In my load-store reordering tests P6 behaves similarly to P4 and very differently from K8.
>
>>>I believe that the P4 just speculatively moves the LD ahead, and then replays if
>>>things don't work out. There is definitely no prediction logic though...
>>>
>>>DK
>>>
>>
>>You're likely correct. P4, except possibly the latest >stepping, assumes that unknown
>>store address wouldn't alias and just goes ahead with >speculation.
>
>It's not clear to me what changed in Prescott to be honest.
>
>DK
In my tests Nothwood P4 appears to promote loads ahead of unknown stores in 100% of the cases. Prescott P4 seem slightly more cautious.
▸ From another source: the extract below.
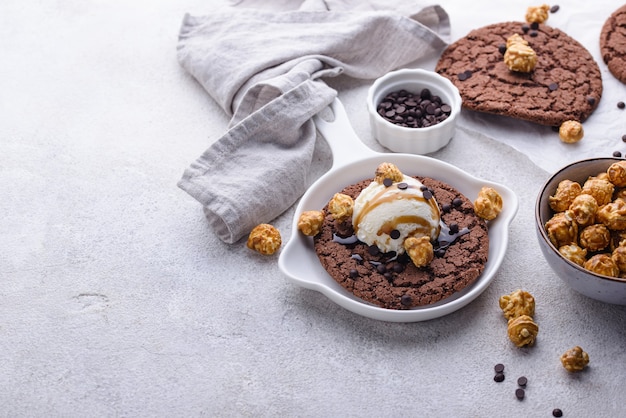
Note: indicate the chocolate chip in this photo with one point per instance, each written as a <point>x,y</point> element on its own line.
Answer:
<point>465,75</point>
<point>413,110</point>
---------------------------
>Michael S (already5chosen@yahoo.com) on 10/30/06 wrote:
>---------------------------
>>David Kanter (dkanter@realworldtech.com) on 10/30/06 wrote:
>>---------------------------
>>>>>>P6 and P4 do reorder loads across stores.
>>>>>
>>>>>With an unknown address ? Are you sure ?
>>>>
>>>>Yes and Yes.
>>>
>>>The P6 definitely does not move loads ahead of stores with >>an unknown address.
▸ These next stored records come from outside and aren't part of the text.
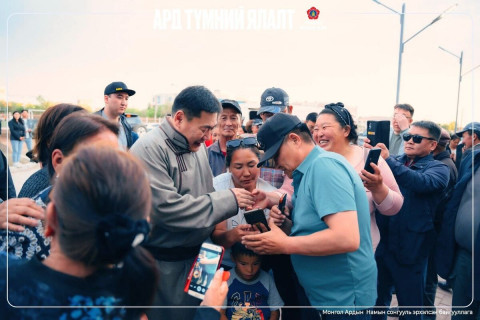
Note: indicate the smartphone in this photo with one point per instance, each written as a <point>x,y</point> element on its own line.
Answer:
<point>378,131</point>
<point>282,203</point>
<point>203,269</point>
<point>373,156</point>
<point>256,217</point>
>>>I don't know where you got that impression.
>>
>>From measurements.
>
>I think the measurements are probably misleading. I've read the optimization manual
>several times, and there is no way that a LD can be executed ahead of a store with an unknown address.
>
ftp://download.intel.com/design/PentiumII/manuals/24512701.pdf
p.1.11
"Writes stored in the store buffer are always written to memory in program order. Pentium II and Pentium III processors use processor ordering to maintain consistency in the order in which data is read (loaded) and written (stored) in a program and the order in which the processor actually carries out the reads and writes. With this type of ordering, reads can be carried out speculatively; and in any order, reads can pass buffered writes, while writes to memory are always carried out in program order."
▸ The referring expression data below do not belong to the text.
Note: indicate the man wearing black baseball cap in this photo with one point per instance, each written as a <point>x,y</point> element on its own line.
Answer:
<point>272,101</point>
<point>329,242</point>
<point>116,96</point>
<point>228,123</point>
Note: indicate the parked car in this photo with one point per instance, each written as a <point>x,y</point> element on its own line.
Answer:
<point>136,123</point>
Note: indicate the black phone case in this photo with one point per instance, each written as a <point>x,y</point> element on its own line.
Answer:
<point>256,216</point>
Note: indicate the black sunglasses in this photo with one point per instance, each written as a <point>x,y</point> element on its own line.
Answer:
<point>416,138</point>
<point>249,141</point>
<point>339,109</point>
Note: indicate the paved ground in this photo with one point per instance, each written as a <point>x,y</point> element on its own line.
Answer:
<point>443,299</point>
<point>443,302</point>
I don't see any mention of *know* store adress.
>>To be precise, I don't know if P6 ever retires loads that >it issues ahead of stores
>>with unknow address. May be it just issues them replays and >later when the store
>>address becomes known.
>
>No, they stall. The MOB doesn't have replays in the P6.
>
>>From performance perspective two variants are often similar
>>and my measurements are not sufficiently accurate to tell >the difference.
>
>That could be.
In my load-store reordering tests P6 behaves similarly to P4 and very differently from K8.
>
>>>I believe that the P4 just speculatively moves the LD ahead, and then replays if
>>>things don't work out. There is definitely no prediction logic though...
>>>
>>>DK
>>>
>>
>>You're likely correct. P4, except possibly the latest >stepping, assumes that unknown
>>store address wouldn't alias and just goes ahead with >speculation.
>
>It's not clear to me what changed in Prescott to be honest.
>
>DK
In my tests Nothwood P4 appears to promote loads ahead of unknown stores in 100% of the cases. Prescott P4 seem slightly more cautious.